Only twice since 2003 has the league title been won by a team playing more than 21 cup fixtures (Man United both times, in ’07 and ’09), although the average number is 18.8, with Chelsea’s 2005/06 the least tested by extra games, at just 15.

This would suggest that being useless in the cups doesn’t give teams an edge when it comes to becoming champions, although all the champions came from the Champions League regulars (no title since 2003 has been won by a club who didn’t also play in Europe’s premier competition that season), and as mentioned earlier, therefore guaranteed eight games across Europe and the two domestic cups.

It would be wrong to say that a club has to play in 15 cup games to stand a chance to winning the title; but as things stand, cup-regulars always win the title.

And yet the average finishing position for a team playing more than 21 cup games (which has happened 11 times since 2003) is 5th, with 71 points.

Two of these achievements were by clubs well adrift of the Champions League gravy train, who would only be expected to finish mid-table: Boro in 2005/06 (26 games) and Fulham in 2009/10 (25 games). These two clubs finished slightly below where expected in the league (14th and 12th respectively), and it’s not really any surprise, given the extra demands. Indeed, they can count themselves lucky that they weren’t relegated, which was a fate that has befallen a few cup finalists in recent seasons.

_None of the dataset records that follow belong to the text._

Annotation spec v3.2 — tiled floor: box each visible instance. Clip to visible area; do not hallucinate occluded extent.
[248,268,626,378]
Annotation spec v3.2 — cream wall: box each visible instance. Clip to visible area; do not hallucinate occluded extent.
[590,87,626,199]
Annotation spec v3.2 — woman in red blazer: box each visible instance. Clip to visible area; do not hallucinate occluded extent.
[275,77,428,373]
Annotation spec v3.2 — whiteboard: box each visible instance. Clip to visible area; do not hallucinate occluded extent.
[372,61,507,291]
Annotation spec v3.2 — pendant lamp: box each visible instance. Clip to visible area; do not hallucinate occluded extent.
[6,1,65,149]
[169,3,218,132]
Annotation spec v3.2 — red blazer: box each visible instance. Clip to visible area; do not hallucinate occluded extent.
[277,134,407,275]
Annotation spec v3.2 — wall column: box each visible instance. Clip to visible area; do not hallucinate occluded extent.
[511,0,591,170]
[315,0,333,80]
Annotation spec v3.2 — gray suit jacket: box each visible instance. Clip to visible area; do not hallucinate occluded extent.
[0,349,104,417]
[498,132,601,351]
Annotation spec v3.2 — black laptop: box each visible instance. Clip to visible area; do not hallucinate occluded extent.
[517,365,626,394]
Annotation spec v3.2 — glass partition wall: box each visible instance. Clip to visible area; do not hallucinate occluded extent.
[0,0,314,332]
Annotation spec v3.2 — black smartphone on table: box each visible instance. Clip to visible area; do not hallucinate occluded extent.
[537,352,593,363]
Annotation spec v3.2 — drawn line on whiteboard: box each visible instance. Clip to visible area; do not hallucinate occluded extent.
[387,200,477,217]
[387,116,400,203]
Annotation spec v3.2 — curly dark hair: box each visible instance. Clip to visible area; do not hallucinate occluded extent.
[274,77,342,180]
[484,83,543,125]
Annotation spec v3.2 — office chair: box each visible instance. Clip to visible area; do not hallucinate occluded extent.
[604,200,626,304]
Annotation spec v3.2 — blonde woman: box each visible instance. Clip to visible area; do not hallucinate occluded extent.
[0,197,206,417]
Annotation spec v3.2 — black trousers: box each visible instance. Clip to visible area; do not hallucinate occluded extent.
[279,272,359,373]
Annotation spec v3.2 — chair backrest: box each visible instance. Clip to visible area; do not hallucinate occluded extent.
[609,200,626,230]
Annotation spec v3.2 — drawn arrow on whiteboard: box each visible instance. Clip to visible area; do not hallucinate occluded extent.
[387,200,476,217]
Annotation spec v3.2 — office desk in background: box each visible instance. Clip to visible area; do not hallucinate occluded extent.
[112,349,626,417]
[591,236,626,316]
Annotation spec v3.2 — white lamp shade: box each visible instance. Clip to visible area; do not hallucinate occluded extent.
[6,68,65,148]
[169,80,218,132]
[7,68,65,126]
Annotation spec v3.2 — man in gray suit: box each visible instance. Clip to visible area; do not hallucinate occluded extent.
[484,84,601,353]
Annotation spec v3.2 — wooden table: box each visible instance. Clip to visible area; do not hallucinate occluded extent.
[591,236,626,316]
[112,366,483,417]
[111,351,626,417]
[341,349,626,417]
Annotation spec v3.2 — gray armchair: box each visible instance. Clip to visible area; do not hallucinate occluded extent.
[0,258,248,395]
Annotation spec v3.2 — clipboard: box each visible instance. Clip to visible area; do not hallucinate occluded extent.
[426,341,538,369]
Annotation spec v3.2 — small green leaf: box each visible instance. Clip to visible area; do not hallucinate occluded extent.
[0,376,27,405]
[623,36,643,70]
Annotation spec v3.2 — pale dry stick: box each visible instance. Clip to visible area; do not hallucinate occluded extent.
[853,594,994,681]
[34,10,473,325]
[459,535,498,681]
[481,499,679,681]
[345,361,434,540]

Remove Boro and Fulham, and that leaves nine remaining Champions League regulars who played more than 21 cup games (a mixture of Chelsea, Man United, Arsenal and Liverpool). These nine average out at a finishing position of 3rd, with 77 points.

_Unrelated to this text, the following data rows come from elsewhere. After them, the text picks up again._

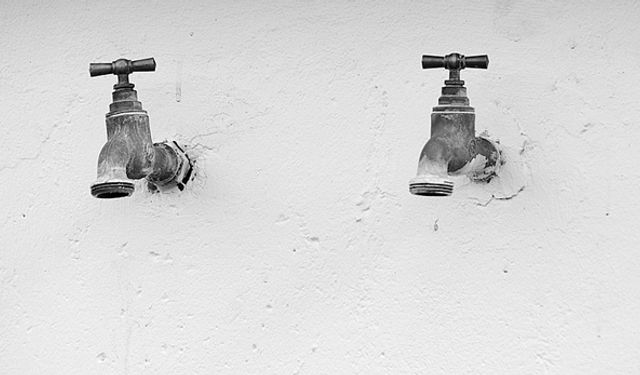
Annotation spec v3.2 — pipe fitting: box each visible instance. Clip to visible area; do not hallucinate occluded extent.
[90,59,192,198]
[409,53,501,200]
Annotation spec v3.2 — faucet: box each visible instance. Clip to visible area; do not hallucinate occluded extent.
[409,52,502,196]
[89,58,192,198]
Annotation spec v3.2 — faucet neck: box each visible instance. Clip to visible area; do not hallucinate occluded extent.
[433,76,473,112]
[107,86,145,116]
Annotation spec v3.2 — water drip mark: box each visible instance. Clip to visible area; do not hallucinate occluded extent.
[176,60,182,103]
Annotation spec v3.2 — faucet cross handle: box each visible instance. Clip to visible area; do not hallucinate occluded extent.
[422,52,489,85]
[89,57,156,89]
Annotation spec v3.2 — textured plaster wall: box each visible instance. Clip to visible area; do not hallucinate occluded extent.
[0,1,640,375]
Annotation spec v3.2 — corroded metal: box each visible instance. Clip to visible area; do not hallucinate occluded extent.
[89,59,191,198]
[409,53,500,196]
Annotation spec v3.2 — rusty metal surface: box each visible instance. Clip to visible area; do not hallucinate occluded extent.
[90,58,191,198]
[409,53,500,200]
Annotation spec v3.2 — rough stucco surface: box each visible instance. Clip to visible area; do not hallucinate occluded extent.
[0,1,640,375]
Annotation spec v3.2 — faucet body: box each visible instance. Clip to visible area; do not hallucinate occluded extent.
[91,60,191,198]
[409,53,500,200]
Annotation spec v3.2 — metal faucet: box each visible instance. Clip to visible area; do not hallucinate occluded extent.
[89,58,192,198]
[409,53,501,196]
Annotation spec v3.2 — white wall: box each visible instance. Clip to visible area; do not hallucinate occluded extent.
[0,0,640,375]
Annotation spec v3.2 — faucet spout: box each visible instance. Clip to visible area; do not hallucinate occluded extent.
[409,53,500,200]
[89,58,192,198]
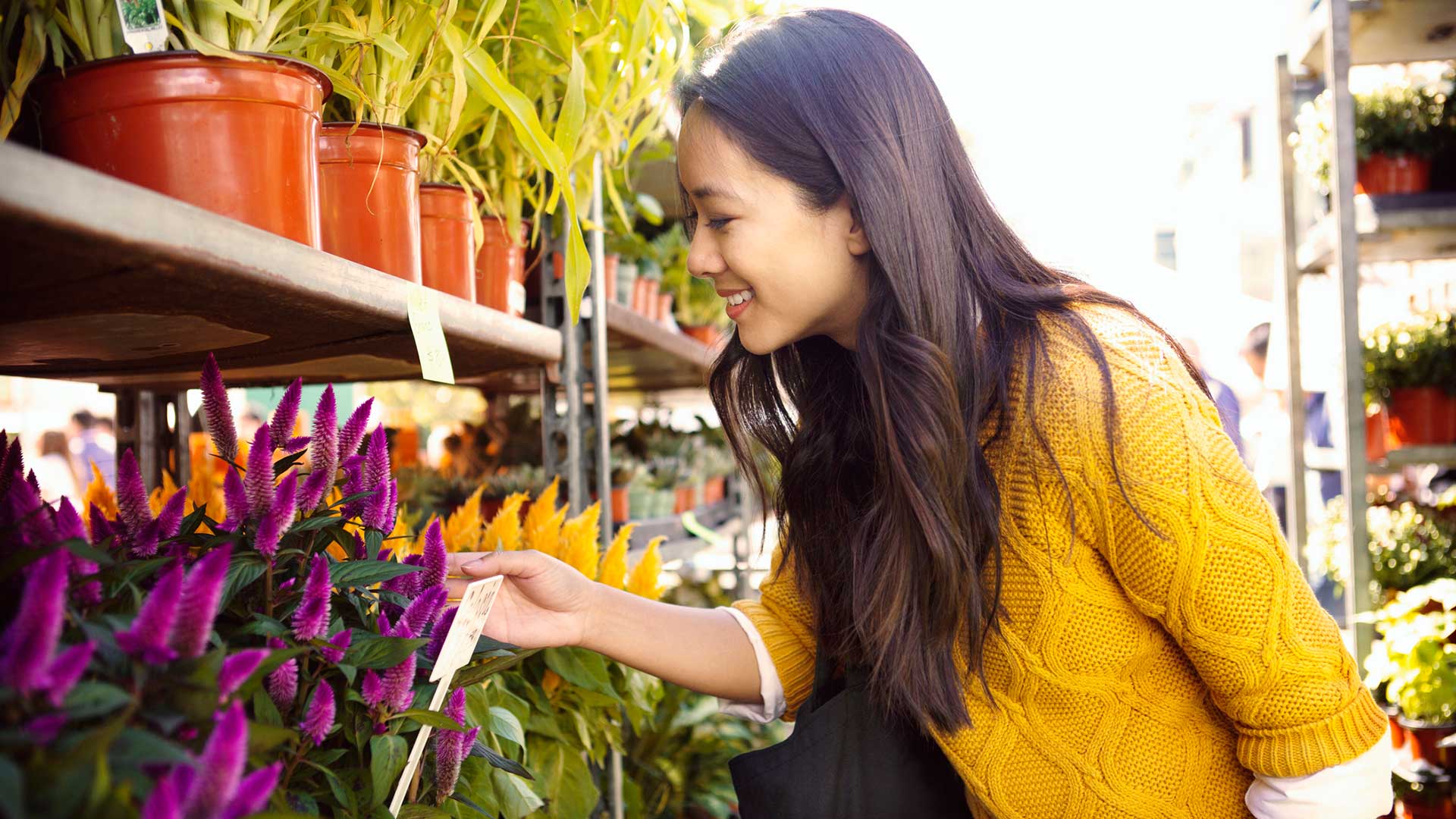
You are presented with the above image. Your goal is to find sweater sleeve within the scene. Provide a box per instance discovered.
[733,544,814,721]
[1059,312,1386,777]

I’ve said it several times when talking about Liverpool, but Benítez teams put so much into cup competitions that it probably harmed the Reds chances in the league; and yet 2005, 2006 and 2007 involved great drama, with two domestic cup finals and two Champions League finals (the first was luckily won, the second unluckily lost). Both he and Wenger were working on smaller budgets (and therefore with smaller squads) than the richer clubs. As noted earlier, it’s not always easy to sacrifice the cup competitions if you’re only outsiders for the title, as finishing trophy-less brings its own pressures. And having fewer cup games doesn’t guarantee anything.

Cup complexity?

Now, if I had a spare year or two I could go through and work out how tough (theoretically) each cup fixture was, but that’s not practical.

Overall, the top 20 ‘over-performing’ seasons in the league saw an average of 11.4 cup games played, whilst the bottom 20 average at 14.6 cup games.

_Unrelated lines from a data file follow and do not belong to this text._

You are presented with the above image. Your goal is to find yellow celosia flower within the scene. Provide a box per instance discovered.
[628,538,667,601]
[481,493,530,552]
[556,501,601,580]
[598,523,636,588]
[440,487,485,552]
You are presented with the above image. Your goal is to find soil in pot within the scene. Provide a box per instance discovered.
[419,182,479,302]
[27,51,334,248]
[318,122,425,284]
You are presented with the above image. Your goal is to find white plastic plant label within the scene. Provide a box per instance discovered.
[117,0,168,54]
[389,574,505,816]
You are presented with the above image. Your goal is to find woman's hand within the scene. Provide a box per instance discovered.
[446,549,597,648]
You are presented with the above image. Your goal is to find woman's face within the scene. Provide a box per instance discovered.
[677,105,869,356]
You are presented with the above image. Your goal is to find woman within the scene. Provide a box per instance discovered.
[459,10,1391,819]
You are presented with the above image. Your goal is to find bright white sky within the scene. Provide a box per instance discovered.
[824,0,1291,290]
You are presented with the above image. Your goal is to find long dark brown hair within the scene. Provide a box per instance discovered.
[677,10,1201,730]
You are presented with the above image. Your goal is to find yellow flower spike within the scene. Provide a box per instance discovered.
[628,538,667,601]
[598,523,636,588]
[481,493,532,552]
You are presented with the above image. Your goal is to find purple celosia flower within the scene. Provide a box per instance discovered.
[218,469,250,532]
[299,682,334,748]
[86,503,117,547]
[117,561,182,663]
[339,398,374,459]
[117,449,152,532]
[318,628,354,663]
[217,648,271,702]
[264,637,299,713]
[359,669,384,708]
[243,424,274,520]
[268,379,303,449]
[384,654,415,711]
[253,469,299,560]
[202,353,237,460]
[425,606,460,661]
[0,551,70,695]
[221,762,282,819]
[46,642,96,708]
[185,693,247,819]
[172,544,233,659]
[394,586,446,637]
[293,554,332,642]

So can we say that cups definitely increase the chances of damaging league health? I would say yes. However, it’s hard to measure the confidence that can be taken from winning trophies, and indeed, going on good cup runs (i.e. momentum, if it really exists).

The Europa League may indeed be the main culprit, although I’d need to look more deeply into this. It’s possibly problematic because it has as many – if not more – games than the Champions League, and as much travelling, and although Thursday-Sunday is the same in terms of recovery time as Wednesday-Saturday, quite a few Champions League clubs play Tuesday-Saturday (one extra day) and also Tuesday-Sunday (two extra days). There’s also the added pressure of regularly playing your game a day after everyone else, which perhaps adds a sense of playing catch-up. And of course, the teams that compete in the Europa League tend to have smaller squads than those who play in the continent’s elite competition.

By contrast, the League Cup can usually end up resembling a quasi-reserve/youth competition, although having the final so early in the season can lead to a sense of anticlimax in the following league games, whether won or lost.

Even so, it’s tough to judge the intensity of the cup games, the timing of those games, and the quality of opposition, just by looking at the number of matches played in any given season. So that, and other factors, need to be taken into account (and will be, if I ever get the time.)